The ones that I find totally captivating are the ones that are enigmatic. I can come into it. I don’t want something that’s so cryptic that I can’t approach it but there’s a hook there, it brings me into it but it doesn’t give itself up completely at once. You come to know it better. I pay attention to how someone’s eye moves through a print. Christopher James calls it visual traffic. I call it visual choreography. That’s extremely important to me because without it the viewer’s just going to pass you by. So the student says, can you talk about composition? I say probably not but I can show you some things that I’m interested in and that I think moves people past the notion that there is a formula that you can impose upon a scene to make it effective.

JPC One of the greatest things the arts offers us is a renewed sense of wonder, that there is life beyond our established boundaries, and it is all miraculous.

CS Absolutely. The photograph that I look at most often for that is your father’s photograph, Galaxy Apple. That’s such a wonderful photograph to show someone when you’re trying to talk about the idea between representation and expression. It’s just one of those wonderful no-brainers that you just show somebody and if they don’t get that one then there may not be any hope.

JPC I agree, it highlights the metaphoric power possible in the photograph (it may be simile rather than metaphor), its ability to suggest another dimension at the same time rendering what’s there with an unparalleled exactness. It’s extraordinary that that can happen.

CS And it happens a lot. You know, it happens a lot.
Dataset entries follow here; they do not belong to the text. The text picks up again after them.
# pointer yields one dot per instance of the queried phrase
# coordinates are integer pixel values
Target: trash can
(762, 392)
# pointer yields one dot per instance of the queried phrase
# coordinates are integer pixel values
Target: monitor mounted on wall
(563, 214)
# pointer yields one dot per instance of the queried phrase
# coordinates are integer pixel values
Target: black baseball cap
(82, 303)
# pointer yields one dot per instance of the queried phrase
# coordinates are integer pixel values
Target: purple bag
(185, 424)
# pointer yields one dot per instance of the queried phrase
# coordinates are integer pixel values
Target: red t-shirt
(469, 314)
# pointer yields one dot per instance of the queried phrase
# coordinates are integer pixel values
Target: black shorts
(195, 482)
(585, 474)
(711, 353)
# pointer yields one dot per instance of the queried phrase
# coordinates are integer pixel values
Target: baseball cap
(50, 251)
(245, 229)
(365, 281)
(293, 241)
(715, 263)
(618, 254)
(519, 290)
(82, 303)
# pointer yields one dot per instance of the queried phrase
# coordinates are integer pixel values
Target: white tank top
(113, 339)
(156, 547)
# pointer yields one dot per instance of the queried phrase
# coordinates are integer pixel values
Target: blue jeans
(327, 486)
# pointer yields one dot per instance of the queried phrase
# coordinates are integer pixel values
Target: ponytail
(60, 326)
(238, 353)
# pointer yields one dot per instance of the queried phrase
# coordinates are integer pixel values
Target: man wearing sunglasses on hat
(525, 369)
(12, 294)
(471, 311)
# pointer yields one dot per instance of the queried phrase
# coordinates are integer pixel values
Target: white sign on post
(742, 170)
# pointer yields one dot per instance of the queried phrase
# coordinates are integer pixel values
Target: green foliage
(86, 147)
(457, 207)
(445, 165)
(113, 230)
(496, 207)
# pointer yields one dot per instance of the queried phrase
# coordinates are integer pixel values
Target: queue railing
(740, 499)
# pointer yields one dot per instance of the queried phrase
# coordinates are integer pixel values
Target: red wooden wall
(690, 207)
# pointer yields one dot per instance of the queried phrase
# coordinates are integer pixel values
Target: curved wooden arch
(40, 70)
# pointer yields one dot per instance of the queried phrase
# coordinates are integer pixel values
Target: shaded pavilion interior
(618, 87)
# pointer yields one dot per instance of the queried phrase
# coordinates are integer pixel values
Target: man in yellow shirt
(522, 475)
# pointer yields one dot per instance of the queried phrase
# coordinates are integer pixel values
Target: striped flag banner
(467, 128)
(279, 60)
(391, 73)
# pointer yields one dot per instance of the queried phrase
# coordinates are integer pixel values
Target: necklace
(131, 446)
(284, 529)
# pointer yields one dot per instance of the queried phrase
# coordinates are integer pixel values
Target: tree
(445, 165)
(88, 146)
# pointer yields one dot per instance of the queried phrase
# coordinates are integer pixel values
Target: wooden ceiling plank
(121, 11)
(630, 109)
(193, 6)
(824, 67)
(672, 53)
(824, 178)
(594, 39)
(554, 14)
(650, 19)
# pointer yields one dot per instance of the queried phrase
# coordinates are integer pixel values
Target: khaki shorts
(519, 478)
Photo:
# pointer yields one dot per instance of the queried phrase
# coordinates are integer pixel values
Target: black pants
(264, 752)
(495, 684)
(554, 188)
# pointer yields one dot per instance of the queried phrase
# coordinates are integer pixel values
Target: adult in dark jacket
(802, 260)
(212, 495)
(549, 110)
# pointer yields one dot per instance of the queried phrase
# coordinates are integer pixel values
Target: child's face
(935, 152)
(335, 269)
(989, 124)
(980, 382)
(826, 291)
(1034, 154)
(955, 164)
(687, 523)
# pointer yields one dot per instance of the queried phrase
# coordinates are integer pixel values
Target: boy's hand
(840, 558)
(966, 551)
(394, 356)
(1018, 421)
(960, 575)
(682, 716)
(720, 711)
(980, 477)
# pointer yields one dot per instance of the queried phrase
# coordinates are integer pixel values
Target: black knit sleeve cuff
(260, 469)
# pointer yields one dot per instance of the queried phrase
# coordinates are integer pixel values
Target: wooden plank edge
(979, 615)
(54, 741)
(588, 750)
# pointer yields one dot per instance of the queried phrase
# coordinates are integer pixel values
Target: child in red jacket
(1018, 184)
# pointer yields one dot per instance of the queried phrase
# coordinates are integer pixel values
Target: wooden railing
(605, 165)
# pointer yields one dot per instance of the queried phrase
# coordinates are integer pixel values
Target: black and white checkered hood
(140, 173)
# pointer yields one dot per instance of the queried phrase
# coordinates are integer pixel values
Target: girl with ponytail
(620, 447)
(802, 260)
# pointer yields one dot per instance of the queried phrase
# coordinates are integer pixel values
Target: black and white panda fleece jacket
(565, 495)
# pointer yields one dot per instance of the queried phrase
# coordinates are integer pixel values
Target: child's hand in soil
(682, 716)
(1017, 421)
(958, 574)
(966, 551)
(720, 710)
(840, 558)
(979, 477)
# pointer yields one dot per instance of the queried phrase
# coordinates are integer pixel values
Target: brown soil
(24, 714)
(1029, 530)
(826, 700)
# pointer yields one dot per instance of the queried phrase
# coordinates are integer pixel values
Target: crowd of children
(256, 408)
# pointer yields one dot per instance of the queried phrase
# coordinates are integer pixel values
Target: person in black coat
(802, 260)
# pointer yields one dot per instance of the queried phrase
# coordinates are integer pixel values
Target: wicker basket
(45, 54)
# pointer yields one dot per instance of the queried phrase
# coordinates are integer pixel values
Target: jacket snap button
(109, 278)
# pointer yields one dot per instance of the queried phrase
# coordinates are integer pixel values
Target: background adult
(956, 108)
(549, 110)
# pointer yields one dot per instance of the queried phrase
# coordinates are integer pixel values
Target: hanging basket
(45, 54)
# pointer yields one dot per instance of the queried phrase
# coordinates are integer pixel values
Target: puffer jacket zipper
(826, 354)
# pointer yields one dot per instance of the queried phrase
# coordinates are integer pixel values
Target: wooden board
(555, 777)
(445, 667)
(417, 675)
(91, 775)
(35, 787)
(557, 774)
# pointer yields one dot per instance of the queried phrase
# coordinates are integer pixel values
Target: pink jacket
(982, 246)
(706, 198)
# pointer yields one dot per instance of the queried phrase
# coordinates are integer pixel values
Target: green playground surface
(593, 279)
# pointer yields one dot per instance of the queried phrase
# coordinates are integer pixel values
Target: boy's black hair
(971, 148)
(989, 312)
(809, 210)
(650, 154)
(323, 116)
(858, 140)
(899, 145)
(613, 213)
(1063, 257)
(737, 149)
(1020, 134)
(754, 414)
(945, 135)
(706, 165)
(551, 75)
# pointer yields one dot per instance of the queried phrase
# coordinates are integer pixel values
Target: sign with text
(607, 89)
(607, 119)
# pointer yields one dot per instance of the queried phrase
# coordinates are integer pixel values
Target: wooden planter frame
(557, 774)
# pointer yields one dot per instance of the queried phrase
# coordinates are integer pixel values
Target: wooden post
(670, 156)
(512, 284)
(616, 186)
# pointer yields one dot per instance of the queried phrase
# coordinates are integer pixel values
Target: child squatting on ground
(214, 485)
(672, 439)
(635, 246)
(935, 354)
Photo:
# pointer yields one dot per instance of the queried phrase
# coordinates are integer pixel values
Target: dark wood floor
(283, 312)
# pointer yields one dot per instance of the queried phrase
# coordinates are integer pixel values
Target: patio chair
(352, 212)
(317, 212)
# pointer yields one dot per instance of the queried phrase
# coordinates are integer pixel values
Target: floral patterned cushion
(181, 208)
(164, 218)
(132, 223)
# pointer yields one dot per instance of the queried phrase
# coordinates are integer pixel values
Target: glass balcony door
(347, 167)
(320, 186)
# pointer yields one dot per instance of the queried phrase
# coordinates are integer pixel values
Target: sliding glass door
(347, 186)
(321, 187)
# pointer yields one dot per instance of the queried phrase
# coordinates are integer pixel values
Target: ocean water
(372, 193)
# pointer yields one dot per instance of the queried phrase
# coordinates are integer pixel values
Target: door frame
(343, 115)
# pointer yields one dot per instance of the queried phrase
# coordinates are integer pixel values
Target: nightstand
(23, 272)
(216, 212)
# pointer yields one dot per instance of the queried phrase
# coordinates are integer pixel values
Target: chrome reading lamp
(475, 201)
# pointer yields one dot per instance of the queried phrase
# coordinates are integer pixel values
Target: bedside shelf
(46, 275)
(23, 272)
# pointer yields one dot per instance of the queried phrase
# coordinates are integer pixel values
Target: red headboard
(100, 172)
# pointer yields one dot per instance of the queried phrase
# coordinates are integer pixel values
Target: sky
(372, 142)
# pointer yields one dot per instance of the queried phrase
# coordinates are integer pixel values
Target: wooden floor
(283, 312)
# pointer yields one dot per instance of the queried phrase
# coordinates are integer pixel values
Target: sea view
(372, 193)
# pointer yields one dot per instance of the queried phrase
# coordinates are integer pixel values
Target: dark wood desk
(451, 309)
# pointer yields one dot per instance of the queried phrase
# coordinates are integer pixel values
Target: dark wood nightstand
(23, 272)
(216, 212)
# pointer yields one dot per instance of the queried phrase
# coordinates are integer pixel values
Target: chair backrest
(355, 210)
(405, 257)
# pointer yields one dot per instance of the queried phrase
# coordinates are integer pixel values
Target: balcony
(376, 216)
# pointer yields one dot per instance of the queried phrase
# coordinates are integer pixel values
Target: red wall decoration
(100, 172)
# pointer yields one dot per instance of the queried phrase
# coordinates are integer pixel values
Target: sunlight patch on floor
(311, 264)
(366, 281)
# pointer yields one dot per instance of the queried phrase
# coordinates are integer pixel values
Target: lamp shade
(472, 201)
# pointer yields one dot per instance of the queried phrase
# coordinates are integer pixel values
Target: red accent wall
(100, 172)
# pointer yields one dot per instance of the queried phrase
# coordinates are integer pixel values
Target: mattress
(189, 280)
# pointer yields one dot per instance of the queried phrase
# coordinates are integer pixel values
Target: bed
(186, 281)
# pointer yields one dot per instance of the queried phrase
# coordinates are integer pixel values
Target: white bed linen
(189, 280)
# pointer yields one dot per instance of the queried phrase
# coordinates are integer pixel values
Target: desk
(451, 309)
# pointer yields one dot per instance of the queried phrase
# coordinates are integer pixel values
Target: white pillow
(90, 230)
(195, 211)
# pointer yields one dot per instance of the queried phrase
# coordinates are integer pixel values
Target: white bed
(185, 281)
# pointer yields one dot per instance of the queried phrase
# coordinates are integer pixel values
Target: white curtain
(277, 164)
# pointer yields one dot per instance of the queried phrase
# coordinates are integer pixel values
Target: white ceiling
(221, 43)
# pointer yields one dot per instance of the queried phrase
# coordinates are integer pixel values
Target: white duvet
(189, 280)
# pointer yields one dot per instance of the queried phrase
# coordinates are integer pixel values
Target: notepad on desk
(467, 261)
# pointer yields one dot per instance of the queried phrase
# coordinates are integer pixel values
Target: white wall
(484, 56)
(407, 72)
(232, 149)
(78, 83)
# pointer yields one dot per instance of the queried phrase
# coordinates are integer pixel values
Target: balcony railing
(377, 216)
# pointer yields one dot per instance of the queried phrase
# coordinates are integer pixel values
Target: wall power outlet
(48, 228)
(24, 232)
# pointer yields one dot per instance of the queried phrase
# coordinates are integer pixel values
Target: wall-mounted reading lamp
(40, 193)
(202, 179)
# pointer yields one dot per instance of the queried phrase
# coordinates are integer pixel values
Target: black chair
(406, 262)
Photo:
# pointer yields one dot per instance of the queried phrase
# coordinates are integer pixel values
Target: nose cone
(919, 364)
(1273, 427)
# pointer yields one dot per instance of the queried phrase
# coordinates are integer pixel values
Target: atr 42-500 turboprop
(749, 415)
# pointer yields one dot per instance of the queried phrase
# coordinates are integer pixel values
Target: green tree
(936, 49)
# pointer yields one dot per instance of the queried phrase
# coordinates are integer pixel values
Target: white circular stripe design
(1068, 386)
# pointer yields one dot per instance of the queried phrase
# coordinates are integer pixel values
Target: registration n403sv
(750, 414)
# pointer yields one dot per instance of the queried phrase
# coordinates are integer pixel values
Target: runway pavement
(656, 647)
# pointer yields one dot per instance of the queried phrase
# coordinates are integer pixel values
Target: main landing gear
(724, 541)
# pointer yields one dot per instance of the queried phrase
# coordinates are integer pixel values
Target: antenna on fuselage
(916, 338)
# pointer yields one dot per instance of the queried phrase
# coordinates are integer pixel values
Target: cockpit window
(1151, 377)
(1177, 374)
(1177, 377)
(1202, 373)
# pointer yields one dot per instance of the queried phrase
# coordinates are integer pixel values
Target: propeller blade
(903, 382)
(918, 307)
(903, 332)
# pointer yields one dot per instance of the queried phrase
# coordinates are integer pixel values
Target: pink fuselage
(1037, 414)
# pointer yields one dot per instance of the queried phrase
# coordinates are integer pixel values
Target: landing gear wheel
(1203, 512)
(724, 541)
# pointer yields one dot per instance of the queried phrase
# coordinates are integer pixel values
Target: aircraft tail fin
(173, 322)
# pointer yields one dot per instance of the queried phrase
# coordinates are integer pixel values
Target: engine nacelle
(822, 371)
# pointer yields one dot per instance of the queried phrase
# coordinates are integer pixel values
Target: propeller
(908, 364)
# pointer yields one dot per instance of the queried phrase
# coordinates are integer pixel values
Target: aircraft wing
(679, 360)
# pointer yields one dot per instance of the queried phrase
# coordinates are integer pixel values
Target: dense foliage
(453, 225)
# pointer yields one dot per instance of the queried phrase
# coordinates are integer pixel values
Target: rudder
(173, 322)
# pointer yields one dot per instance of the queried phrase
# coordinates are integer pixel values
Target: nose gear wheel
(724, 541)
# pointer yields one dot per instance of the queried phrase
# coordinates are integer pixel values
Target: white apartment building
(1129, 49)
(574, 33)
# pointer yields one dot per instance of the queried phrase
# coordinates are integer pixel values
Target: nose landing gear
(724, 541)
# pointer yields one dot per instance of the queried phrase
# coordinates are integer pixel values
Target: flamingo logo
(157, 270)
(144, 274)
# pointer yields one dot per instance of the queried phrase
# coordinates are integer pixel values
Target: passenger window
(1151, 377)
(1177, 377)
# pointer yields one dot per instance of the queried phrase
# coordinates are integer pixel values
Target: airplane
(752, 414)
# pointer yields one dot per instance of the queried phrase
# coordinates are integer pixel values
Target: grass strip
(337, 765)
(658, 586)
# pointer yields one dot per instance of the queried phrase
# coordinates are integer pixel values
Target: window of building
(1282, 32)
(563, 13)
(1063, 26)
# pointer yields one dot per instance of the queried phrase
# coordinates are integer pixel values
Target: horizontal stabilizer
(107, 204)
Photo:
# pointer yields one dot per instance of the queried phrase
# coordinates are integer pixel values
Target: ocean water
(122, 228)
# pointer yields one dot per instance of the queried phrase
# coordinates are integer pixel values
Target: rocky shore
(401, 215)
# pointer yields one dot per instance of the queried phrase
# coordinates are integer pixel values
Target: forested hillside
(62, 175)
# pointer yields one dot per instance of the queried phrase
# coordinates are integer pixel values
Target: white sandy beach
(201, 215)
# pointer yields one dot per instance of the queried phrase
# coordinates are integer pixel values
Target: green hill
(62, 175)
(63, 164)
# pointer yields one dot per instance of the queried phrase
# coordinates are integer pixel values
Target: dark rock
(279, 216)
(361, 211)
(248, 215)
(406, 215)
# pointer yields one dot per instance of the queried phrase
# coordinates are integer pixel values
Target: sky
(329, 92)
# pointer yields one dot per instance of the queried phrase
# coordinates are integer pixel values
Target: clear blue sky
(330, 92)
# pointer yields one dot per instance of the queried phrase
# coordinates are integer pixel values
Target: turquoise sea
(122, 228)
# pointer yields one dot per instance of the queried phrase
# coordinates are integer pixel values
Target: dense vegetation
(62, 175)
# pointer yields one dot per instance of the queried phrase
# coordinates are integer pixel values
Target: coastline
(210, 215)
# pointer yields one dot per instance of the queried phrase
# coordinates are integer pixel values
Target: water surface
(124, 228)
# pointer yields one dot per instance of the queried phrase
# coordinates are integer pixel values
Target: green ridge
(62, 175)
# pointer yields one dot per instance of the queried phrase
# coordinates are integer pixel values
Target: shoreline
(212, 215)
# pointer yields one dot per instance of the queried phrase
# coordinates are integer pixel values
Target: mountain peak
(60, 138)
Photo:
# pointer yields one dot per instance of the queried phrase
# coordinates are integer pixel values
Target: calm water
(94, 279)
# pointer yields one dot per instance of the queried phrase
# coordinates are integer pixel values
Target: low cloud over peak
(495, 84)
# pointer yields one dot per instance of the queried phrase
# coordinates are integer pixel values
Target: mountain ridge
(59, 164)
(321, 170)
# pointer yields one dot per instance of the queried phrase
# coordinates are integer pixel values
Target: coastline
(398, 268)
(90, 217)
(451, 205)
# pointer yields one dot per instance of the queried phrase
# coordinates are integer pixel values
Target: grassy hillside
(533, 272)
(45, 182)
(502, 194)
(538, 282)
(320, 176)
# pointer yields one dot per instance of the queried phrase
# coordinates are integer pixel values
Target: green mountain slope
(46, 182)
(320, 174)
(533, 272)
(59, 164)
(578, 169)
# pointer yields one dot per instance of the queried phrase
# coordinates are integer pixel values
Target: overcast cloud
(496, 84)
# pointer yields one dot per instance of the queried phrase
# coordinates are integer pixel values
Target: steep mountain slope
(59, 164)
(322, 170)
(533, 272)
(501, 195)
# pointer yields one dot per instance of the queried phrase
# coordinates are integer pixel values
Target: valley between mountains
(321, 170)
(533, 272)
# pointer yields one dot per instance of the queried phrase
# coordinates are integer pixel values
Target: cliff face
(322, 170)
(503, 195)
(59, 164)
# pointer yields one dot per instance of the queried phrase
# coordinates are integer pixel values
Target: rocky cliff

I remember in that wonderful movie, Il Postino, when the postman desperately, desperately wants to be a poet so he can win the love of his life. Also he’s just charmed with the kind of person that Neruda is. Neruda goes away and doesn’t come back. The young man goes out with his tape recorder and he holds the microphone up and says, these are the stars. That is one of the most wonderful concepts. Listen to the stars. And what it’s implying is that we exist, we live, with all of our senses. And so photography or photographs, while they’re made with the eye, I think if they really move to a strong point they’re made with everything. Bresson used to say that photography was great because you’d be out there and your body would be filled with air and you’d be alive.